Most of us children of whatever age – no, all of us – were slender verging on skinny, were short to the point of being stunted, had skin that was dry and hair that was brittle, nails broken, muscles thin.
He stood upright, and I looked away from him quickly, not wanting him to know I was watching.
“Hello,” he said, inclining his head.
I gave a courteous smile and a slow nod back, but didn’t look up to meet his eyes. I moved to the ditch closest to me, trying to think who he was. I didn’t recognise him, didn’t know him from school, couldn’t place him in the village, what house he lived in or who his parents were. I couldn’t understand how he looked so healthy, where he could be getting food from.
He must be an excellent citizen, I thought.
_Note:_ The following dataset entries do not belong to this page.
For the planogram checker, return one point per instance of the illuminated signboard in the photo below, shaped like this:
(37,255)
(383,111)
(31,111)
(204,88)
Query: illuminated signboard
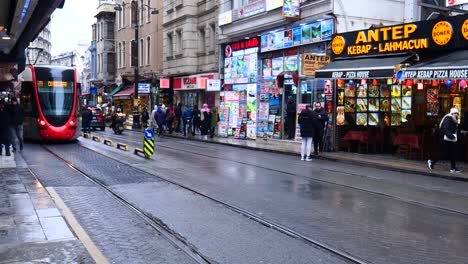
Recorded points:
(53,84)
(439,34)
(455,2)
(314,32)
(292,8)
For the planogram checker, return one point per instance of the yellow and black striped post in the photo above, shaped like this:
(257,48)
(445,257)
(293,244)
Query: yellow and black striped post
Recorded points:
(148,143)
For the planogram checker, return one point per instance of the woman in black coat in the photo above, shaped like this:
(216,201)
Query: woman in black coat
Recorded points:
(448,139)
(307,122)
(4,129)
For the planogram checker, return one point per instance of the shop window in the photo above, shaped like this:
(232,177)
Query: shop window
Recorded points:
(148,51)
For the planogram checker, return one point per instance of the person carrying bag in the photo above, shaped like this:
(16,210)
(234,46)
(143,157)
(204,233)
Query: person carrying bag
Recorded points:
(448,134)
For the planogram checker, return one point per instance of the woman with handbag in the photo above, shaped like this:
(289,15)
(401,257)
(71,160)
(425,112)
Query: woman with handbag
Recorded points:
(448,138)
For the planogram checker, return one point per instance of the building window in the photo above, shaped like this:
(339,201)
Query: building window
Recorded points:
(123,55)
(119,58)
(201,40)
(123,16)
(148,51)
(170,44)
(134,54)
(110,30)
(180,42)
(141,51)
(148,19)
(213,36)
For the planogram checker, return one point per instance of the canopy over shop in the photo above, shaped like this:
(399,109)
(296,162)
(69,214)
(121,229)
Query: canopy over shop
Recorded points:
(397,82)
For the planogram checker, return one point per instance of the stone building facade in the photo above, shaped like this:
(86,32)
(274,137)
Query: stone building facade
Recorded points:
(39,50)
(190,49)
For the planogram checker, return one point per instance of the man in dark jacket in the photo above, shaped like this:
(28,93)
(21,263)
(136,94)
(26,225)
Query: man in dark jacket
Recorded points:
(448,139)
(4,129)
(178,114)
(86,117)
(291,117)
(160,118)
(16,123)
(306,122)
(321,121)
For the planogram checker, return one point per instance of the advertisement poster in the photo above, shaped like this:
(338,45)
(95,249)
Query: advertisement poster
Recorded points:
(327,29)
(222,129)
(316,31)
(297,36)
(277,66)
(306,34)
(251,130)
(292,8)
(300,108)
(290,63)
(267,67)
(288,38)
(273,4)
(279,43)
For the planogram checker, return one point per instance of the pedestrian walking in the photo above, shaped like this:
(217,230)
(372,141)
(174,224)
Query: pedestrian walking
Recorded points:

And his family too.
I rested my bucket nearby, my shovel next to it, and lifted my pick, swinging it in my hands, crashing it down.
“I’ve never done this before,” he said. “We never had to.”
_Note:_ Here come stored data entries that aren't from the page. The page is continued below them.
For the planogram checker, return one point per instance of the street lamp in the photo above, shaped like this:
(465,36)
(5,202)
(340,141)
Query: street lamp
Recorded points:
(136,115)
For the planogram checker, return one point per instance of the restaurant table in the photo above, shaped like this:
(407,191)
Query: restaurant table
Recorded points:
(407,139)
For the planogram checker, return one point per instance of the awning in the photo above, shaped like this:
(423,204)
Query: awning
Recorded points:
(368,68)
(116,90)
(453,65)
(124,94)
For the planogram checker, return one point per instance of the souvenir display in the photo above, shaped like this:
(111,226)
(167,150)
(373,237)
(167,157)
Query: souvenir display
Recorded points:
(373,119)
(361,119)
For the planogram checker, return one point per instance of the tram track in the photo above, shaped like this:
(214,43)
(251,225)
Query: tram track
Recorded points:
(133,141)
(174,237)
I tried not to frown, didn’t understand why he wouldn’t have had to do this. “It doesn’t smell as bad when it’s frozen,” I offered, “but it takes longer.”
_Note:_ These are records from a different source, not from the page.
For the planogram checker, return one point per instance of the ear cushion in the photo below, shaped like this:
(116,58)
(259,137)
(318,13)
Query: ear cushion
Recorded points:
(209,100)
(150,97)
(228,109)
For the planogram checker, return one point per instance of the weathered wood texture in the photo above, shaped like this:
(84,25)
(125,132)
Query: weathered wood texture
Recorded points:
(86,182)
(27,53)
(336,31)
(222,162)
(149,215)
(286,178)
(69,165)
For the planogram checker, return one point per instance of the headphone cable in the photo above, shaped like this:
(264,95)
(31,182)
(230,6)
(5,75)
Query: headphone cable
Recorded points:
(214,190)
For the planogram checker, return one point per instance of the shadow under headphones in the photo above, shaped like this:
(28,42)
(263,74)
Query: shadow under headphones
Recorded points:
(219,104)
We continued in silence, and occasionally I risked a glance upwards, stopping to catch my breath, rubbing my aching back, watching his arms. With those muscles, they should’ve been so much more capable than mine, but they seemed surprisingly weak. My eyes drifted across the village and I noticed a woman watching me – someone else I didn’t recognise. As I struggled to lift the pick above my head and bring it down into the ditches of frozen excrement, her eyes never strayed from me. And it wasn’t until I’d finished, when I’d thrown the last lump into the bucket, bringing the level to the top, that she unfolded her arms and walked away.
First this strange boy, I thought, and now a peculiar woman.
“Can I walk with you?” the boy asked. “I’m not sure where to go.”
I stared at him. A simple request. A few words. But it felt like more. I nodded my reply, though, and we struggled down the path, alongside the fields and away towards the buildings, and I watched his feet walking, his fingers stretching round the handle of the bucket, and I listened to his laboured breathing next to me.
I was an innocent fifteen, had never had a boyfriend, never kissed, never held hands, or even thought that way about anyone.